Au moment où le ministre renouvelle cette vieille idée des dictées pour relever le niveau des élèves en Français, les moyens numériques peuvent être de bons boucs émissaires. Parce que l’influence que les pratiques numériques ont sur les jeunes est importante, il est facile d’en faire un repoussoir ou tout au moins de l’éloigner des pratiques scolaires. Indépendamment de toutes les dérives possibles, il faut aujourd’hui prendre en compte ce fait : une partie de la « culture » des individus est issue des moyens numériques qu’ils utilisent. Dès lors, que l’on croit ou non au système scolaire avec ses fondements, et parce que c’est actuellement le lieu de passage de tous les enfants, il est nécessaire, indispensable que l’on prenne en compte cette évolution culturelle. La culture se transmet dans et en dehors des canaux officiels. Elle utilise tous les moyens à sa disposition pour tenir sa place dans l’intellect de chaque individu, de chaque jeune. Malheureusement, l’environnement numérique, comme celui de la société, est multiple, positif et négatif. Nier cela en le mettant hors des systèmes scolaires et universitaires, c’est prendre le risque de se faire dépasser, de se faire contourner. Or c’est en partie le cas, même si pour l’instant, la norme sociale et la forme scolaire restent dominantes.

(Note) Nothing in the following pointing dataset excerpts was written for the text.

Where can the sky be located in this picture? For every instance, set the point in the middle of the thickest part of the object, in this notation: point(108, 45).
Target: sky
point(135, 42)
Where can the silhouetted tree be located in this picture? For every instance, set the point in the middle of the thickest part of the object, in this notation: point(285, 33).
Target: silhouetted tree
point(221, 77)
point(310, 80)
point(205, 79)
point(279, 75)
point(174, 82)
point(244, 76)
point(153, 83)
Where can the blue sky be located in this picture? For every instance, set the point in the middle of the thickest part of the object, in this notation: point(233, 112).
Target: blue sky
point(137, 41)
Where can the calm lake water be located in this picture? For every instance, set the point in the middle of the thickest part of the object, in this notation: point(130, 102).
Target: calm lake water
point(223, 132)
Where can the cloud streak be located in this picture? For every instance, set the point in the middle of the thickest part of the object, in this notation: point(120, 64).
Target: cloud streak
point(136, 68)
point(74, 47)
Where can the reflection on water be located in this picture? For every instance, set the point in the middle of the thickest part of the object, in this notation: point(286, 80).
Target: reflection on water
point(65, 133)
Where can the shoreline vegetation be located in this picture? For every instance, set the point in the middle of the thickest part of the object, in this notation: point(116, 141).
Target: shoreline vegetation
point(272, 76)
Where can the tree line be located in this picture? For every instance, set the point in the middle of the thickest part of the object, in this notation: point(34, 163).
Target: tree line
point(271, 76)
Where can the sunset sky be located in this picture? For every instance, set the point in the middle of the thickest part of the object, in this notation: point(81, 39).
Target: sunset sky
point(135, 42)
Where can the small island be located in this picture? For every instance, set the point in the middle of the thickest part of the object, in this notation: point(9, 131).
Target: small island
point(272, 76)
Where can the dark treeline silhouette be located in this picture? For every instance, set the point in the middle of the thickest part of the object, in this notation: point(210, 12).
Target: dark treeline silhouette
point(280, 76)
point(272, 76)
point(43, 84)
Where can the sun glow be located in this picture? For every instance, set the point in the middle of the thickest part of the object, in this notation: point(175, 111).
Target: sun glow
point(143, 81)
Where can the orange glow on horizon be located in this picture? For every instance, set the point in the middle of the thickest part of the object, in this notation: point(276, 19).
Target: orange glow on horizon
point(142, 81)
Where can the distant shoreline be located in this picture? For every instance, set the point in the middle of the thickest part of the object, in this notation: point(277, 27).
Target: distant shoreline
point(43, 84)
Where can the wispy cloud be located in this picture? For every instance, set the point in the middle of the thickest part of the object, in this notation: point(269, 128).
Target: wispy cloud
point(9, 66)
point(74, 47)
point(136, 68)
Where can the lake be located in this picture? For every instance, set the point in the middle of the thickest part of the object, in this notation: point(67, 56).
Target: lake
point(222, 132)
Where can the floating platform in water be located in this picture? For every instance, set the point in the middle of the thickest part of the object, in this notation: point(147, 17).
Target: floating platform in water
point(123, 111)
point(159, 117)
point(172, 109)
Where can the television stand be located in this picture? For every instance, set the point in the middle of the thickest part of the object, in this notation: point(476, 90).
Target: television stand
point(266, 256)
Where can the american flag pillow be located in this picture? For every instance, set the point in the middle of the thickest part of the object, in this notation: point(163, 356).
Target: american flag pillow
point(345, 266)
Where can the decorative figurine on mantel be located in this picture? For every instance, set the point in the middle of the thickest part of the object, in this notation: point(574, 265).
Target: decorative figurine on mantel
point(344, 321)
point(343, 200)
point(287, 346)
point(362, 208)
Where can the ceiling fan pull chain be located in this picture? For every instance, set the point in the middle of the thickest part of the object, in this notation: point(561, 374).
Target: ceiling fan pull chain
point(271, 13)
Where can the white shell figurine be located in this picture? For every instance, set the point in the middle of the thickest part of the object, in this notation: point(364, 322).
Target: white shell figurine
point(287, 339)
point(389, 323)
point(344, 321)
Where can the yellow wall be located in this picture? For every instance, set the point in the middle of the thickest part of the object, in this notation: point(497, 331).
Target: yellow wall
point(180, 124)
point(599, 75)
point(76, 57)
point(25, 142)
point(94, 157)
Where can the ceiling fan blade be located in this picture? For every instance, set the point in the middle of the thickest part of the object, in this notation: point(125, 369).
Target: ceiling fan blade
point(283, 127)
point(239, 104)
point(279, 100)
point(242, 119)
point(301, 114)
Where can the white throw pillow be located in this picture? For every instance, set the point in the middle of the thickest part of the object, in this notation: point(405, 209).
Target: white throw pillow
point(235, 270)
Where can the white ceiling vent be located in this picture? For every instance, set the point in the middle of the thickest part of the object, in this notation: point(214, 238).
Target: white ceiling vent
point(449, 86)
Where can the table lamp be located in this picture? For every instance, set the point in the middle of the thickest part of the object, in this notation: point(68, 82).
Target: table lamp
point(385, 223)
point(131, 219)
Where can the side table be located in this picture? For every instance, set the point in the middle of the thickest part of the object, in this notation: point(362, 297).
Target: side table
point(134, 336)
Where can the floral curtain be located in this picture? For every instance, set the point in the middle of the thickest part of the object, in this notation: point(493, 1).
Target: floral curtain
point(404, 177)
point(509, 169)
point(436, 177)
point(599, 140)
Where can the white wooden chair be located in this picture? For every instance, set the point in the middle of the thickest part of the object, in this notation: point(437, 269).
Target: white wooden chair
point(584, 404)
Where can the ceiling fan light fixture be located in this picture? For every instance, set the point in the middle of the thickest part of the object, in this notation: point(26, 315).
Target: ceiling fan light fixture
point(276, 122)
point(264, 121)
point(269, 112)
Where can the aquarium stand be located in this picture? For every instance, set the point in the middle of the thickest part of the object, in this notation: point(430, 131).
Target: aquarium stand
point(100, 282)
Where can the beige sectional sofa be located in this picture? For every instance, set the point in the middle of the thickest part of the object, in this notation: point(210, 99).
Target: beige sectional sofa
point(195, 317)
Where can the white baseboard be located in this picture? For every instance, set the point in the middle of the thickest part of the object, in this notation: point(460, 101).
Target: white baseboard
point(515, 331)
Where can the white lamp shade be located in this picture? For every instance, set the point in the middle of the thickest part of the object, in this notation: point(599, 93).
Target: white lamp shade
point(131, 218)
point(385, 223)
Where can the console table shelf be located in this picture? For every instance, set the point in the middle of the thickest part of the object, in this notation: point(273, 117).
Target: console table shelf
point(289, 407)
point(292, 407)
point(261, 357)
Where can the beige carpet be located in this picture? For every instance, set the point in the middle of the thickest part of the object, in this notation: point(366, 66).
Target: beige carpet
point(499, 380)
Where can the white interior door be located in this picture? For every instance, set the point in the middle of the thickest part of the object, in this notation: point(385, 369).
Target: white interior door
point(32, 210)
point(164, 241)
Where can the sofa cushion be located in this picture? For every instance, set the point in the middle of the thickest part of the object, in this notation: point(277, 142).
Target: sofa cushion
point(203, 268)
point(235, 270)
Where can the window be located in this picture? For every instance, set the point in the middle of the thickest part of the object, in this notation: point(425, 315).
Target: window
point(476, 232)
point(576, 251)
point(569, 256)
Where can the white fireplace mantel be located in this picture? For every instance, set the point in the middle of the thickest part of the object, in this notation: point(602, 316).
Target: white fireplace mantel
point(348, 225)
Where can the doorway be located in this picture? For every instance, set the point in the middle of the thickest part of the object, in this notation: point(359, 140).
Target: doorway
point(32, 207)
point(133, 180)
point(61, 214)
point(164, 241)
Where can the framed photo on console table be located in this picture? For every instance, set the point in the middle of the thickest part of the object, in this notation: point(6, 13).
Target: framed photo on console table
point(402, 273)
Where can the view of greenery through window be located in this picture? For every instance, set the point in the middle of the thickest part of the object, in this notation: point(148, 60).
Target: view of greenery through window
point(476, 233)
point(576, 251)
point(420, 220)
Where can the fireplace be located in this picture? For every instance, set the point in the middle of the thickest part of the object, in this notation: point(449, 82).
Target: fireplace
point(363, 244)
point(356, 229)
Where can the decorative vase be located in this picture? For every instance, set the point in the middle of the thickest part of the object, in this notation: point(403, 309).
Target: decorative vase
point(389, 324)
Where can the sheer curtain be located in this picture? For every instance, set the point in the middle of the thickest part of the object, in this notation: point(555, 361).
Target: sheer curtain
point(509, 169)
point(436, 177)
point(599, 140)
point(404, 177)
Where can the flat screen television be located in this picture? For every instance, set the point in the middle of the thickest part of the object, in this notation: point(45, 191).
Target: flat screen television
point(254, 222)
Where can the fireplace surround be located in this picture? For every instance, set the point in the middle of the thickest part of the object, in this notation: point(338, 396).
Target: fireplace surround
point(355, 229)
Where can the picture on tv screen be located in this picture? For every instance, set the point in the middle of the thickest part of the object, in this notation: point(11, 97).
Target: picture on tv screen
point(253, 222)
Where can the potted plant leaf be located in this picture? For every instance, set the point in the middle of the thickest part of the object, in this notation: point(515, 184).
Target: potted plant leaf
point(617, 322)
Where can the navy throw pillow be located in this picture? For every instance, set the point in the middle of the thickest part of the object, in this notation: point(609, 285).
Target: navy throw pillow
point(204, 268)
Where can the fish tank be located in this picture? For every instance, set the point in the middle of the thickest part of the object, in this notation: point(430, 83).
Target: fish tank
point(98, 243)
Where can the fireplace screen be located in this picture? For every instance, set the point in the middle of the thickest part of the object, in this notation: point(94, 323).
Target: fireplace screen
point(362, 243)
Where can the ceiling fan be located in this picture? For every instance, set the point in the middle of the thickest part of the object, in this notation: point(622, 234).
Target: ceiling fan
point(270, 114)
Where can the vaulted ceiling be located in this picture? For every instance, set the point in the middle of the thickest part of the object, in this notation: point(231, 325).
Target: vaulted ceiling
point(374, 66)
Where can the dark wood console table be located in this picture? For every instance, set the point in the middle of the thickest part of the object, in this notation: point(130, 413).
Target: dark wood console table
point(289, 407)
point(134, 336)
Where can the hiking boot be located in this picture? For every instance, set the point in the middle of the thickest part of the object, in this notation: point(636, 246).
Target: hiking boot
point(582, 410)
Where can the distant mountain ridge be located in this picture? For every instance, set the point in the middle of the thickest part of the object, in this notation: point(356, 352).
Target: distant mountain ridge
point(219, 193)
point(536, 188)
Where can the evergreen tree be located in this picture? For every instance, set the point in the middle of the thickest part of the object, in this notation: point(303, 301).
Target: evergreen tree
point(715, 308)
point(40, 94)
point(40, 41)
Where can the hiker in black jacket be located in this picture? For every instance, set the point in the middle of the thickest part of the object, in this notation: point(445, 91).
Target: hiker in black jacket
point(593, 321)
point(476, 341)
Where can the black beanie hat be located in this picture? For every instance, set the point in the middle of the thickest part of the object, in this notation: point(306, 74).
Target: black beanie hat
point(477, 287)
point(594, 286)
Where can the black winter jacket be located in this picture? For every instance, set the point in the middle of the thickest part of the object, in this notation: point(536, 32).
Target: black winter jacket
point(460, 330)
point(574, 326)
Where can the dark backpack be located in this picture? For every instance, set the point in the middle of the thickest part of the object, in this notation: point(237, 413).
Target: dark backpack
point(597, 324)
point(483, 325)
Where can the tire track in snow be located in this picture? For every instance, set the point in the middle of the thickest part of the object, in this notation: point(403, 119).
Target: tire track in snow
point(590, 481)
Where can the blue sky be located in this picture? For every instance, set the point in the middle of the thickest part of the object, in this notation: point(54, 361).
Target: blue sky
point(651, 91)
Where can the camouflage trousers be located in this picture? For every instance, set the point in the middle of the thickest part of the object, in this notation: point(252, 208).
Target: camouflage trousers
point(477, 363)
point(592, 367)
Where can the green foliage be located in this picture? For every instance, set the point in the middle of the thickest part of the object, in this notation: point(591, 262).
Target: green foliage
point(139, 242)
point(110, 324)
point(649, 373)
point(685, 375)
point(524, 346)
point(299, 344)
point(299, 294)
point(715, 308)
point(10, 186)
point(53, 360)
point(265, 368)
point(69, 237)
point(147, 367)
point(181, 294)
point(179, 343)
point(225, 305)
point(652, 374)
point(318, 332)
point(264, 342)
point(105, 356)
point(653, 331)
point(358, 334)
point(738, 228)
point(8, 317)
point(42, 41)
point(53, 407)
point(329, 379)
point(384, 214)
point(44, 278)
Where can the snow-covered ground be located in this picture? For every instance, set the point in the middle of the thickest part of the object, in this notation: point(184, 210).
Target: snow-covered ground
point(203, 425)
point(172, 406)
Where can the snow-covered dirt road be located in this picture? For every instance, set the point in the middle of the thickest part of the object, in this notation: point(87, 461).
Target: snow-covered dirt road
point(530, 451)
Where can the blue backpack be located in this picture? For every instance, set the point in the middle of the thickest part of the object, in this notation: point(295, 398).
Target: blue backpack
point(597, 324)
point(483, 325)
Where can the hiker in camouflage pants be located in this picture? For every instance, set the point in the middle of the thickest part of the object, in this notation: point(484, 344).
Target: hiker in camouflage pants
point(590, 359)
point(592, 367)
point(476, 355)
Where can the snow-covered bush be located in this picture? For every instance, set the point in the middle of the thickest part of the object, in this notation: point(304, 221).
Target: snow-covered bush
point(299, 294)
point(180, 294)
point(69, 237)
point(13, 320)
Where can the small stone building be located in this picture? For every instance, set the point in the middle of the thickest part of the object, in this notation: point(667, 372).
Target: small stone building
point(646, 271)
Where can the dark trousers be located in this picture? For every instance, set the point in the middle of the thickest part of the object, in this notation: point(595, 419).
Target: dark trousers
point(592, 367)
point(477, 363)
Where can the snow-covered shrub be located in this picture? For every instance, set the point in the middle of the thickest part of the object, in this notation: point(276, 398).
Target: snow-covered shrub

Les enseignants devraient être invités à développer la capacité d’autoformation des élèves. Au lieu de les enfermer dans des programmes pléthoriques, on aurait mieux à faire en les limitant pour l’essentiel et en laissant des places à l’initiatives des élèves, des étudiants et des enseignants pour explorer des savoirs disponibles dans l’environnement, numérique ou non (les bibliothèques, les médiatiques et autres lieux de savoirs). Cette exploration serait alors à la base d’un double projet : celui de développer l’envie d’apprendre et d’explorer, celui d’outiller les jeunes pour toute la vie.